Alternative approaches include drug-free solutions to panic attacks and anxiety disorders via certain types of therapy, which usually intend to address the root causes of the attacks or disorders. These courses of counselling may take longer than courses of drugs, but may ultimately benefit you more.
Symptom of stress: Weight gain
Around 20 per cent of women increase their calorie intake in stressful situations, but there’s a physiological reason behind stress-related weight gain, too. Researchers at Yale University found that women with high levels of life stress were more likely to have excess fat stored around the middle (the type that is most harmful to heart health). It is thought that this is because cortisol, the hormone released during stress, directs more fat to visceral (central) storage depots. In the research, even skinny, stressed women had greater abdominal fat stores than non-stressed ones.
Solutions for stress related weight gain
Don’t try to starve yourself. The best approach to avoiding stress-related weight gain is to prevent blood sugar fluctuation by sticking to a low GI diet and taking exercise to disperse your stress hormones — rather than trying to survive on a diet of vending machine chocolate and caffeine!
Symptom of stress: poor immunity
Research from Coventry University found that the body reacts to stress in the same way as it does to infection — by sending out disease-fighting immune cells. The trouble is,while all these fighter cells are deployed, they aren’t on hand to attack any viruses or bacteria that might enter your body — which will leave you more prone to infection or disease. Also, a stressed body will take longer to heal than a chilled-out one. Research at Ohio University found that couples undergoing conflict took 60 per cent longer to heal from blisters than they did when they were getting on well with each other.

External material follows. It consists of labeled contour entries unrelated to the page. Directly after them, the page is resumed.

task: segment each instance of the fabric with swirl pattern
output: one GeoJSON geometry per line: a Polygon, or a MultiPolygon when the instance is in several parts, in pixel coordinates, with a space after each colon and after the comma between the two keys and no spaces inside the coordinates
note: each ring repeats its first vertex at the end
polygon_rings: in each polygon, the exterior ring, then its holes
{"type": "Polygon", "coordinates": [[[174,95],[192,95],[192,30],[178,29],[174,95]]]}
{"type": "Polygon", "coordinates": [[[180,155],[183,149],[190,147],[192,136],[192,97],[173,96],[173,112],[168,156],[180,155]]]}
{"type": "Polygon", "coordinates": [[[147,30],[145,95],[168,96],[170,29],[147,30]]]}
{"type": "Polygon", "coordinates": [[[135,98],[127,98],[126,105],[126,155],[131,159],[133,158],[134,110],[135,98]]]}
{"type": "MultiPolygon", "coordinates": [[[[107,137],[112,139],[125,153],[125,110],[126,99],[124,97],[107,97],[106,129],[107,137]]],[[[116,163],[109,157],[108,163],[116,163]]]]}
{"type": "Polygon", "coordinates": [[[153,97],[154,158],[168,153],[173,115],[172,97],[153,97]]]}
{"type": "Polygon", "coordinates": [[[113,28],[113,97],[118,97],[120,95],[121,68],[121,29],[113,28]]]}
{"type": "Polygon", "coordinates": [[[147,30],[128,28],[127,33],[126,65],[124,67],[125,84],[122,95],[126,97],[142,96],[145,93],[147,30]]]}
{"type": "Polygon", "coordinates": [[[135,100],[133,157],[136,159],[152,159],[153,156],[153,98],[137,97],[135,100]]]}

Solutions for poor immunity
If you are going through a particularly stressful time, you can fortify your immune system with herbs such as Echinacea and Astragalus.
Symptom of stress: More pain
Research from the Scandinavian Journal of Work, Environment & Health suggests that when you are stressed out, your pain threshold is lower. This is especially true for women. For example, other research found that women with heart disease feel more chest pain during mental stress than men afflicted with heart disease. On the other hand, ithas been found that people who are fitter are more resilient to pain. In studies in which people were exposed to extreme cold or loud noises, those who had run a few hours before the ordeal were less stressed by the experience. So don’t neglect those workouts!
Solutions for increased pain
Avoid non-essential pain if you are feeling very stressed out. For example, reschedule that dental appointment or bikini waxing session!
Symptom of stress: Prone to accidents
It figures that when your mind is occupied by daily worries and stresses, you are more likely to have an accident — and evidence drawn from laboratory experiments, surveys, and accident and incident reports proves this to be the case. According to the Royal Society for the Prevention of Accidents, one in five people suffer from high levels of work-related stress — and over 500,000 people take time off as a result. ‘People under stress are more likely to make mistakes at work that can contribute to accidents,’ says the Society. ‘High stress levels can affect concentration, information processing, decision-making and behaviour.’ So beware of being a stress bunny and having accidents!
Solutions to reduce accidents happening
Aromatherapy oils can help to induce a less precarious mental state. The essential oil clary sage is good for enhancing mental focus, while peppermint oil aids concentration and lavender oil will help you to relax.